Giving to Yale

Sharing a Passion for Minerals

An architect’s rendering of David Friend Hall. The gallery will feature a one-of-a-kind collection of monumental crystal formations.

David Friend ’69 attributes his life’s path to a discovery he made as a child. Exploring the I-95 construction site near his home in New Rochelle, New York, Friend uncovered a pocket of mica and quartz crystals in the recently blasted rock. Their brilliance and complexity sparked questions that led to his life-long interests in science and mineralogy. “My passion for minerals came from inspiration, not textbooks,” said Friend. “The variety and beauty of minerals is astonishing.”  

Eager to share this enthusiasm, Friend has made a $4 million gift to the Yale Peabody Museum of Natural History to renovate its auditorium into a state-of-the-art mineral and gem gallery and multipurpose instructional space. He will also establish an endowment to support displays and programming that draw from Yale’s collection.

“My hope is that this new space inspires visitors to ponder how these materials are formed, where they come from, and their composition,” said Friend.

Friend’s gift has also allowed the museum to purchase additional specimens for display, and he has generously loaned some from his personal collection.

The completion of the new gallery—renamed David Friend Hall—is timed to coincide with the Peabody’s 150th anniversary in 2016; it is one part of an extensive renovation and expansion planned for the museum. Once fully funded, the renovation will update the entire Peabody to reflect a modern understanding of the earth’s history, its life, and its cultures, while incorporating new ways for visitors to interact with the exhibits.

“We are very grateful for the incredible generosity of David Friend,” said David Skelly, the Oastler Professor of Forestry & Environmental Studies and director of the Peabody. “This renovation project will reimagine our auditorium as both an exhibit space and a room in which groups can gather together for teaching and learning. The remarkable specimens will complement our displays in the adjacent Hall of Minerals, Earth, and Space and advance the museum’s mission to communicate understanding of earth’s history to a wide audience.” 

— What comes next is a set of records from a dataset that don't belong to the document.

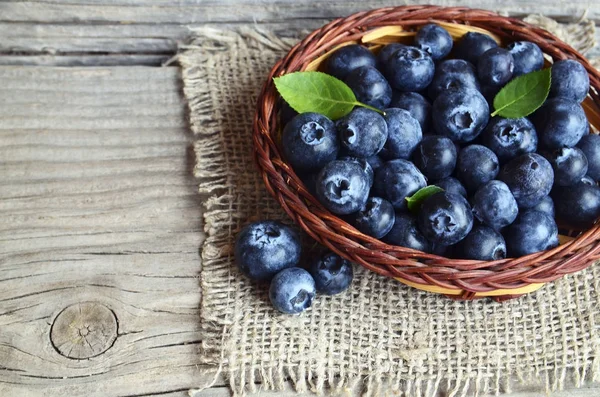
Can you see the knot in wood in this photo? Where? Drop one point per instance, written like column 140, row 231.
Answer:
column 84, row 330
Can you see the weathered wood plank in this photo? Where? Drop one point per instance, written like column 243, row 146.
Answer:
column 194, row 12
column 97, row 204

A State-of-the-Art Gallery

David Friend Hall will occupy a large room on the Peabody’s third-floor. For decades, this hall had been home to a scientifically and historically important collection of gems and minerals, but in 1963 it was outfitted as an auditorium to allow for the showing of nature films. The renovation will reclaim this space for the Peabody’s Division of Mineralogy and Meteoritics, which oversees holdings that include more than 40,000 mineral specimens and 400 meteorites. The state-of-the-art gallery will open onto the recently renovated Hall of Minerals, Earth, and Space, creating a unique destination for scholars, students, and the public.

David Friend ’69

“I envision a spectacular space focused on the beauty and wonder of nature that features some of the world’s most beautiful and awe-inspiring minerals,” said Friend. “It will possess the visual power to inspire among visitors a new level of interest in earth science. Anchoring the space will be monumental crystals formed before the first dinosaurs walked the earth,” he added.

Exhibit cases will line the perimeter of Friend Hall, while freestanding pedestals will showcase rare, large-scale specimens from the mineral and gem collections. Curators will change out the exhibits frequently, allowing the Peabody to share a greater number of objects over time. (Currently, only 1 percent of the collection is on display.) The hall will also feature removable, amphitheater-style seating positioned around a stage and large projection screen, which will be used for faculty- and student-led lectures, presentations, and special events.

Notably absent from the hall will be the text-heavy, static signs often associated with traditional museum exhibits. Instead, Friend Hall will engage Bluetooth low-energy transmitters, or “beacons,” inconspicuously installed in each of the display cases. As visitors progress through the hall, the beacons will broadcast detailed, interactive content to visitors’ smartphones or tablets, tailored to meet the needs of individual visitors or tour groups. This technology will be incorporated into additional galleries as the museum-wide renovation progresses.

An Open Door for Students

For Skelly, one of the most exciting parts of the Friend Hall project is its potential to reach Yale students: “The gallery will be a backdrop for many types of student activities,” he said. “We envision presentations and special events that will welcome students, but there will also be student-led tours.” Equally important, a cadre of graduate and undergraduate students will take part in planning and mounting the exhibits.

“In any semester, we have about seventy undergraduates actively engaged with the Peabody,” Skelly said, “doing their own research, volunteering in the collections, or volunteering with public outreach. As renovations move forward, we hope to transform the museum into a place that is even more accessible to student experiences and to teaching.”

Jay Ague, the Henry Barnard Davis Professor and Chair of Geology & Geophysics and curator of mineralogy and meteoritics, notes that students played an important part in developing the existing Hall of Minerals, Earth, and Space, which was funded by contributions and in-kind gifts from gem collectors Benjamin Zucker ’62 and C.R. “Cap” Beesley. In the coming year, he plans to recruit a student team to assist with the new exhibition hall. “There’s always work done behind the scenes, but contributing to the creation of a public space is very attractive and a wonderful opportunity for undergraduates,” Ague said.